OREANDA-NEWS.  Essar Steel India has made significant performance improvements in the quarter ended 30 June 2016 on the back of robust production growth. The gross revenues of Rs 4,482 crore in the quarter saw a 12% jump when compared to the revenue of Rs 4,006 crore clocked in the corresponding quarter in FY2014-15.

The flat steel production in the first quarter was 1.22 million tonnes. This translates to a growth of 48% when seen in comparison with the 0.824 million tonnes produced in the same period last year. Even pellet production grew by 58% to 2.02 million tonnes, as against 1.28 million tonnes in the same quarter last year.

By the end of FY 2016-17, Essar Steel India expects to record a marked increase in its capacity utilisation, and produce 80% of its rated capacity.

De-commoditising steel
Essar Steel‘s efforts to de-commoditise its steel production and focus on developing value-added grades are bearing fruit. The Company focusses on producing steel that is tailored to customer requirements. This ensures that there is low finished goods inventory, thus saving on working capital.  In the last one year, Essar Steel has developed 17 new grades, which have given it a first-mover advantage in many industrial segments. In the quarter ended 30 June 2016, it developed three new grades—one each in the Automobiles, Yellow Goods and Defence segments.  The new grades enable Essar Steel customers to substitute imported products with indigenous Made in India steel, and make substantial savings.
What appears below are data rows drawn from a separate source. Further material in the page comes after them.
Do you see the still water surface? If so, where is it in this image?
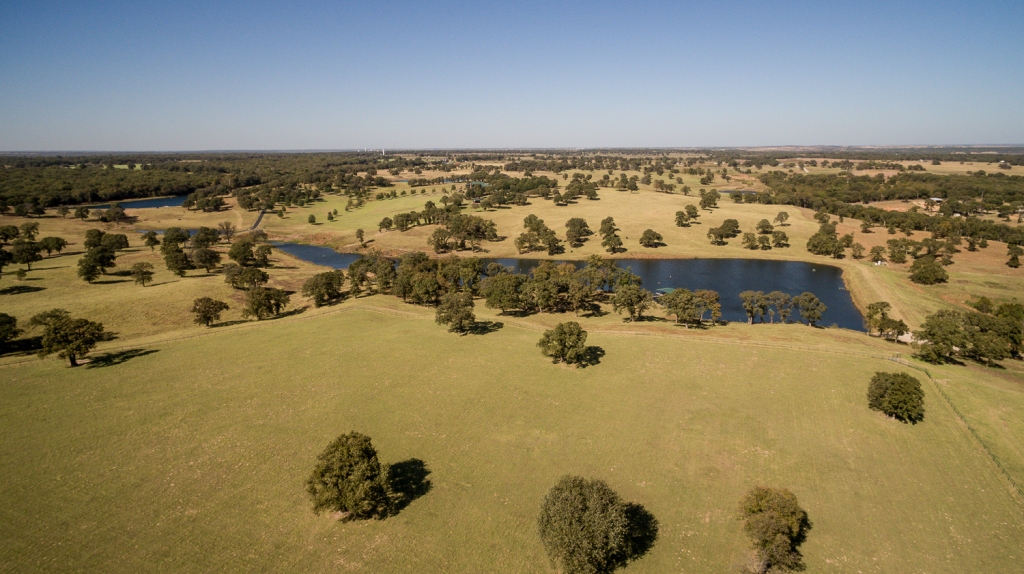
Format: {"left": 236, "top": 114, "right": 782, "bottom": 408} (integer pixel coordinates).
{"left": 271, "top": 243, "right": 865, "bottom": 330}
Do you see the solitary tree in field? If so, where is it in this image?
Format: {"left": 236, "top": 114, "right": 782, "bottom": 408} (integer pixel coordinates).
{"left": 738, "top": 486, "right": 811, "bottom": 574}
{"left": 305, "top": 432, "right": 398, "bottom": 520}
{"left": 191, "top": 297, "right": 230, "bottom": 326}
{"left": 638, "top": 229, "right": 663, "bottom": 248}
{"left": 356, "top": 229, "right": 365, "bottom": 246}
{"left": 435, "top": 291, "right": 475, "bottom": 333}
{"left": 29, "top": 309, "right": 109, "bottom": 367}
{"left": 773, "top": 211, "right": 789, "bottom": 226}
{"left": 756, "top": 219, "right": 774, "bottom": 234}
{"left": 867, "top": 371, "right": 924, "bottom": 423}
{"left": 308, "top": 214, "right": 316, "bottom": 224}
{"left": 131, "top": 262, "right": 154, "bottom": 286}
{"left": 538, "top": 322, "right": 588, "bottom": 364}
{"left": 538, "top": 475, "right": 657, "bottom": 574}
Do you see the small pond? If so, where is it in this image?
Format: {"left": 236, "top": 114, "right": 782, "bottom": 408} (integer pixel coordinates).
{"left": 87, "top": 196, "right": 188, "bottom": 210}
{"left": 271, "top": 243, "right": 864, "bottom": 330}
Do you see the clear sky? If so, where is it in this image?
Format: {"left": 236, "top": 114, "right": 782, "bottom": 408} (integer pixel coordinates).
{"left": 1, "top": 0, "right": 1022, "bottom": 151}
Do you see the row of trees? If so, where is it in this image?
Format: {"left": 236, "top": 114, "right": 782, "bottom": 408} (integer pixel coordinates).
{"left": 738, "top": 291, "right": 826, "bottom": 326}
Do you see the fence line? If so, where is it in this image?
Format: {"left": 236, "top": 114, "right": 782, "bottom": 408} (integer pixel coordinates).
{"left": 886, "top": 356, "right": 1024, "bottom": 502}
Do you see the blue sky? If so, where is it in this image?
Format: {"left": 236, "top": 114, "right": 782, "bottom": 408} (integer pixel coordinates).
{"left": 1, "top": 0, "right": 1022, "bottom": 150}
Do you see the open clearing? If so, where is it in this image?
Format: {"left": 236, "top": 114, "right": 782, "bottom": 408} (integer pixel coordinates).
{"left": 1, "top": 306, "right": 1022, "bottom": 573}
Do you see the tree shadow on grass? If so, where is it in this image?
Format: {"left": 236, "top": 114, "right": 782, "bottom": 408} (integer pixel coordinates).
{"left": 634, "top": 315, "right": 668, "bottom": 323}
{"left": 389, "top": 458, "right": 432, "bottom": 514}
{"left": 268, "top": 306, "right": 308, "bottom": 320}
{"left": 575, "top": 346, "right": 605, "bottom": 368}
{"left": 212, "top": 319, "right": 249, "bottom": 328}
{"left": 0, "top": 285, "right": 45, "bottom": 295}
{"left": 0, "top": 336, "right": 42, "bottom": 357}
{"left": 92, "top": 279, "right": 130, "bottom": 285}
{"left": 618, "top": 502, "right": 659, "bottom": 566}
{"left": 468, "top": 320, "right": 503, "bottom": 335}
{"left": 85, "top": 348, "right": 159, "bottom": 368}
The adoption of multi-modal transport to move its products has helped the company achieve better price realisation and improved logistics.
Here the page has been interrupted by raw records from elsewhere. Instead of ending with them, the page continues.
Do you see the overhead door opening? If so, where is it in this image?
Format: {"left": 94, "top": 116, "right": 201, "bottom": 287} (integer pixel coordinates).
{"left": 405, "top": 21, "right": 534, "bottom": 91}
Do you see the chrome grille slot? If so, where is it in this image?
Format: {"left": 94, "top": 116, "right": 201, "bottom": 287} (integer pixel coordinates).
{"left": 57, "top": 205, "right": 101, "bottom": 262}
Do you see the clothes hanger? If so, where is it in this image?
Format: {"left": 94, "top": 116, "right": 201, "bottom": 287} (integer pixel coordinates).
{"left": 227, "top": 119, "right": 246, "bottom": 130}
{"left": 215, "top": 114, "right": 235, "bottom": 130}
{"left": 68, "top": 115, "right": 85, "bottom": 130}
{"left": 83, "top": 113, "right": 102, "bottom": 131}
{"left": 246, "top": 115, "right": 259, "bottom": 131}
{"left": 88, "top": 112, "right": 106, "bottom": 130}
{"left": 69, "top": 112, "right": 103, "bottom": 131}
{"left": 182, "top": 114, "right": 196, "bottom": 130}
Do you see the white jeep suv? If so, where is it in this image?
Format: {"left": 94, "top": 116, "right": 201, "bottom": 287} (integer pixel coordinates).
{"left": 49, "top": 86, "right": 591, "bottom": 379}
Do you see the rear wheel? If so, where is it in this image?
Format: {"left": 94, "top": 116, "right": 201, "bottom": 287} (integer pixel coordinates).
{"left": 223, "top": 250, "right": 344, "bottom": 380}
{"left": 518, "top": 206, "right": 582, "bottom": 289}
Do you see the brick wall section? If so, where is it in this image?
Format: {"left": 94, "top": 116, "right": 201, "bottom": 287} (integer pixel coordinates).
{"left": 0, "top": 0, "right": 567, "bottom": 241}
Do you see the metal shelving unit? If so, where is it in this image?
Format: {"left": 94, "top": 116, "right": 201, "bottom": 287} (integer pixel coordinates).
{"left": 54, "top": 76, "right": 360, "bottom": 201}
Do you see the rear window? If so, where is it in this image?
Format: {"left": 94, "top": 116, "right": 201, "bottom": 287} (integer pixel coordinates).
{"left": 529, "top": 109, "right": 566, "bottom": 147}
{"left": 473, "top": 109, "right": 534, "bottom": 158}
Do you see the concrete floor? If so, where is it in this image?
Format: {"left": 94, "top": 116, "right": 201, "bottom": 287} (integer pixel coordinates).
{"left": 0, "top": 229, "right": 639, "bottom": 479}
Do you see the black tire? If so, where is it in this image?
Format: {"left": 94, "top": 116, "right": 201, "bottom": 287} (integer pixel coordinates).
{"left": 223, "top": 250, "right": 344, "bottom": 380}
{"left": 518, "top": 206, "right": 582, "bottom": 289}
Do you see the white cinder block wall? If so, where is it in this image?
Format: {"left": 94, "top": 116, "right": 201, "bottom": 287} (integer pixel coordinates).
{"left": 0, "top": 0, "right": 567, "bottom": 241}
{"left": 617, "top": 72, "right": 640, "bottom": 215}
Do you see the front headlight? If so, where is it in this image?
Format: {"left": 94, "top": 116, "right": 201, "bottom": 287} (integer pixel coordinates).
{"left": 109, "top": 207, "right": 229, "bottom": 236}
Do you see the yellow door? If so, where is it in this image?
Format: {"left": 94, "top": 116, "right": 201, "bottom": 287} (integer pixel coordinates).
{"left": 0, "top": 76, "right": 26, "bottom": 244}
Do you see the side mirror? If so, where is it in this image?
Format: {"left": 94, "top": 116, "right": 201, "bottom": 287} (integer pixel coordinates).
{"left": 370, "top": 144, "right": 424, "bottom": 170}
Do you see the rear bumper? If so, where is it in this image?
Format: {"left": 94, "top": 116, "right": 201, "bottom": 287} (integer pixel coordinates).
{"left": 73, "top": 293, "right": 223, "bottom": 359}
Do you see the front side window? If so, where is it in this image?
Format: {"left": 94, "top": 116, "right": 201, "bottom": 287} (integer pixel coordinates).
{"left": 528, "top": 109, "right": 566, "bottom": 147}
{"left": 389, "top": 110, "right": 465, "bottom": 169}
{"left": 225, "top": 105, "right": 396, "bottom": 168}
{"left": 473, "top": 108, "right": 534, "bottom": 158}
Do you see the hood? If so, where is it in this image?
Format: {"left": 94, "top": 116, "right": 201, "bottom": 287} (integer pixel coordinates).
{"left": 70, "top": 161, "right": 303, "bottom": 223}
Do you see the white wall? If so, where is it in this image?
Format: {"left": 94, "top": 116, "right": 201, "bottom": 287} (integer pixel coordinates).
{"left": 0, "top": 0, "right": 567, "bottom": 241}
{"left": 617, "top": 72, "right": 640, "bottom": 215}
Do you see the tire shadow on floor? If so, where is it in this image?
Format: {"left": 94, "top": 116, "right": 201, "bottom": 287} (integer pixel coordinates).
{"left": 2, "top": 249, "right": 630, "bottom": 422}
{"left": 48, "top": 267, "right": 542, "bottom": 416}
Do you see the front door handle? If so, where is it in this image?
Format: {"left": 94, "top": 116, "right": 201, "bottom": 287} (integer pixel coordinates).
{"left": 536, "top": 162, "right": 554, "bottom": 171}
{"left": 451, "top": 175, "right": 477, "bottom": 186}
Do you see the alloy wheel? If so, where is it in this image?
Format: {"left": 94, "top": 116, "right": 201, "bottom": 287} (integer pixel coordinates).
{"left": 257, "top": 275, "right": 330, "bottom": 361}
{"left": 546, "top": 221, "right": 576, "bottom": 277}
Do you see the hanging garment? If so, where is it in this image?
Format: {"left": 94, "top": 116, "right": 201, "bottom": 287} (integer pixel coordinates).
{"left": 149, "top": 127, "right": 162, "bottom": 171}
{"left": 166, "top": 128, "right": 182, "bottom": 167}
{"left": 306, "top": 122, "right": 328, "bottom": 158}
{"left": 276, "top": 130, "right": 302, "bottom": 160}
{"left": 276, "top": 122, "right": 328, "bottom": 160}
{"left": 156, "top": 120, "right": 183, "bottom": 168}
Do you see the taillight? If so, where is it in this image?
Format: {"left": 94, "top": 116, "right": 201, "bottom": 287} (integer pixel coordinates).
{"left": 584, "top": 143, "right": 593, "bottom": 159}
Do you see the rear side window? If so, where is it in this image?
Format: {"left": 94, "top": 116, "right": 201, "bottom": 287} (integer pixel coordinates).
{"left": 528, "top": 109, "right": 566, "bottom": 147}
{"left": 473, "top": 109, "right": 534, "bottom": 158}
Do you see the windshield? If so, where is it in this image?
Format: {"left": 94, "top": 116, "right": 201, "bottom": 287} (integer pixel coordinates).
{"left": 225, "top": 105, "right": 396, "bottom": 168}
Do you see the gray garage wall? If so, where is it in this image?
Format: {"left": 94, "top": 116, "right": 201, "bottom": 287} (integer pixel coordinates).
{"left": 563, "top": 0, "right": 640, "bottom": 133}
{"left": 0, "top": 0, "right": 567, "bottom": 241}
Commenting on the performance, Mr Dilip Oommen, MD & CEO, said, “Over the last few months, we have taken several steps to strengthen our operations. We have also been able to maintain higher operating margins. In addition, the markets have been stable and customer response has been encouraging. This gives us the confidence to aim for full production going forward.”

Downstream units performing well
Essar Steel’s downstream facility in Pune clocked its highest ever quarterly production. The PPGI production of 78,000 tonnes in the first quarter of the fiscal is higher by 55% than the production recorded in the same period last year. The facility is currently operating at 100% capacity utilisation. Similarly in Hazira, the downstream facilities are running all-out.
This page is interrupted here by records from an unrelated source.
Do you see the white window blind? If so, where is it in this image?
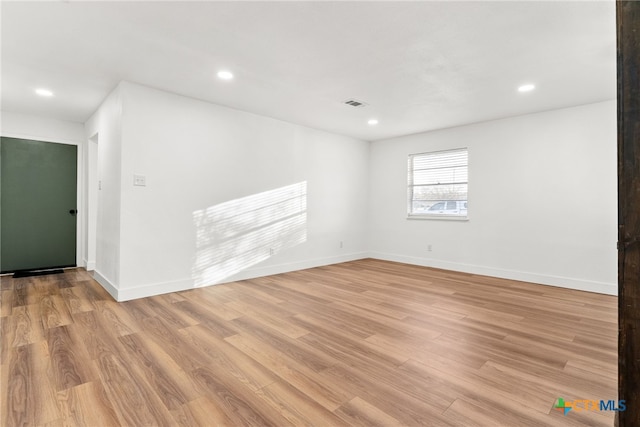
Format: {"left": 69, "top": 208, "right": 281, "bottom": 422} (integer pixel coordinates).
{"left": 408, "top": 148, "right": 468, "bottom": 218}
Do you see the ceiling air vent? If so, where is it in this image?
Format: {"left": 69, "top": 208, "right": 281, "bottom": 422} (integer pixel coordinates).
{"left": 343, "top": 99, "right": 367, "bottom": 107}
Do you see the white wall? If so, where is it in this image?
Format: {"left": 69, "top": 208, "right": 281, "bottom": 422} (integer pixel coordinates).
{"left": 85, "top": 135, "right": 98, "bottom": 271}
{"left": 4, "top": 96, "right": 618, "bottom": 298}
{"left": 369, "top": 100, "right": 617, "bottom": 294}
{"left": 97, "top": 82, "right": 368, "bottom": 300}
{"left": 0, "top": 111, "right": 87, "bottom": 269}
{"left": 1, "top": 111, "right": 85, "bottom": 145}
{"left": 84, "top": 86, "right": 124, "bottom": 299}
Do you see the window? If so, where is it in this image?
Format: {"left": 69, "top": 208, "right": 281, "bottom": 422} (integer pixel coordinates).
{"left": 408, "top": 148, "right": 468, "bottom": 218}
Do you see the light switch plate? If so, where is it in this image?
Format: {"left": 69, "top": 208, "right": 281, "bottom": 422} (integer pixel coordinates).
{"left": 133, "top": 174, "right": 146, "bottom": 186}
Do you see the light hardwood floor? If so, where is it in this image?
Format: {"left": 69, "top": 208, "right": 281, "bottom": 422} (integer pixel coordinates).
{"left": 1, "top": 259, "right": 617, "bottom": 426}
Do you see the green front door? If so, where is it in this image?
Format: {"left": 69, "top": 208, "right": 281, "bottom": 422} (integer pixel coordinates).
{"left": 1, "top": 137, "right": 78, "bottom": 273}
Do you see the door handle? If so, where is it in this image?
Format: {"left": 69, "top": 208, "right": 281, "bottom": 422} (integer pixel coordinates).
{"left": 69, "top": 209, "right": 77, "bottom": 216}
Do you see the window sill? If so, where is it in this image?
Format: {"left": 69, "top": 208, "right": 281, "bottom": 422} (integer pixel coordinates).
{"left": 407, "top": 215, "right": 469, "bottom": 221}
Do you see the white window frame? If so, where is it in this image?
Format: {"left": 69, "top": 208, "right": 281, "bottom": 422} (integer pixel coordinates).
{"left": 407, "top": 147, "right": 468, "bottom": 220}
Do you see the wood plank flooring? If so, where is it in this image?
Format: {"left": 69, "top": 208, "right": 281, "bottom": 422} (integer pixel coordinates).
{"left": 0, "top": 259, "right": 617, "bottom": 426}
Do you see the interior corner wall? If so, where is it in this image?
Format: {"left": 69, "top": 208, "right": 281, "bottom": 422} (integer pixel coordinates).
{"left": 83, "top": 85, "right": 124, "bottom": 299}
{"left": 368, "top": 100, "right": 617, "bottom": 295}
{"left": 2, "top": 92, "right": 618, "bottom": 301}
{"left": 114, "top": 82, "right": 369, "bottom": 300}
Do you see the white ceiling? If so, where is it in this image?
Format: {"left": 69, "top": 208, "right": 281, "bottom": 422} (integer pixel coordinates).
{"left": 1, "top": 1, "right": 616, "bottom": 141}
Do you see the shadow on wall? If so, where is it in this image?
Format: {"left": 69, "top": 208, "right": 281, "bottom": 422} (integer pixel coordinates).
{"left": 192, "top": 182, "right": 307, "bottom": 287}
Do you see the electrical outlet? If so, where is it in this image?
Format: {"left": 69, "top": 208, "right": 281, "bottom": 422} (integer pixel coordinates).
{"left": 133, "top": 174, "right": 146, "bottom": 187}
{"left": 270, "top": 248, "right": 275, "bottom": 255}
{"left": 340, "top": 241, "right": 343, "bottom": 248}
{"left": 428, "top": 244, "right": 432, "bottom": 252}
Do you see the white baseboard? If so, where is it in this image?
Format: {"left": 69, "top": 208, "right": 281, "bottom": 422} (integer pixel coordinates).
{"left": 92, "top": 270, "right": 119, "bottom": 301}
{"left": 367, "top": 251, "right": 617, "bottom": 296}
{"left": 224, "top": 252, "right": 368, "bottom": 283}
{"left": 116, "top": 277, "right": 196, "bottom": 302}
{"left": 92, "top": 250, "right": 615, "bottom": 301}
{"left": 113, "top": 252, "right": 368, "bottom": 302}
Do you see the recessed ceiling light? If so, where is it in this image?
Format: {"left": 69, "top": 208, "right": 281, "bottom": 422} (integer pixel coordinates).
{"left": 368, "top": 119, "right": 379, "bottom": 125}
{"left": 35, "top": 88, "right": 54, "bottom": 97}
{"left": 217, "top": 70, "right": 234, "bottom": 80}
{"left": 518, "top": 84, "right": 535, "bottom": 93}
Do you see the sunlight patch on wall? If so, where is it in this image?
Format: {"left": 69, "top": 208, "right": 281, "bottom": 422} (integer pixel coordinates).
{"left": 192, "top": 182, "right": 307, "bottom": 287}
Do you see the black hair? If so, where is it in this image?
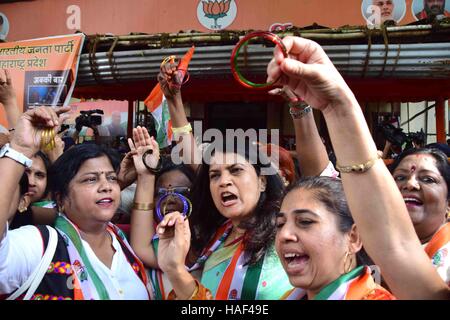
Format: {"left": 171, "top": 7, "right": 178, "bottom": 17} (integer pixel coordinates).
{"left": 389, "top": 147, "right": 450, "bottom": 199}
{"left": 156, "top": 156, "right": 196, "bottom": 185}
{"left": 19, "top": 173, "right": 29, "bottom": 196}
{"left": 283, "top": 176, "right": 372, "bottom": 266}
{"left": 48, "top": 144, "right": 120, "bottom": 203}
{"left": 189, "top": 140, "right": 284, "bottom": 266}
Essar Hypermart has recorded a 40% growth in sales volume. The SBU sold 2.89 lakh tonnes of finished steel products, as against 2.07 lakh tonnes in the same period last year. The Hypermart expects to earn US $1 billion in revenues by the end of the current fiscal, and contribute close to 30% of Essar Steel India’s consolidated sales. Essar Hypermart’s fabrication division and eHypermart, the company’s online B2B marketplace, are two SBUs that are also expected to contribute significantly to overall sales.

Reduction in input costs and raw material security
With the natural gas price plummeting to US $6/mmbtu (from a high of US $20/mmbtu), Essar Steel has been able to contain cost, improve margins and ramp up production. The company is looking at restarting all its gas-based DRI units in the current fiscal.

Increased preparedness in managing its input costs has been driving Essar Steel’s operational and financial performance. The Company recently won an iron ore mine in Odisha through the auction route. With an estimated reserve of 99 million tonnes, the mine will meet 50% of the annual iron ore requirement of the company’s Paradip pellet facility.

Both the pellet plants at Paradip and Vizag are now operational and ensure consistent supply of pellets to the Essar Steel plant in Hazira.  

Projects completed at competitive cost
Essar Steel has completed all its upstream and downstream projects at a competitive cost to achieve 10 million tonne of integrated capacity. All its units, including many of the gas-based DRI modules, are now operational. The utilisation of captive gas from the Corex unit and the blast furnace is further aiding operational efficiencies.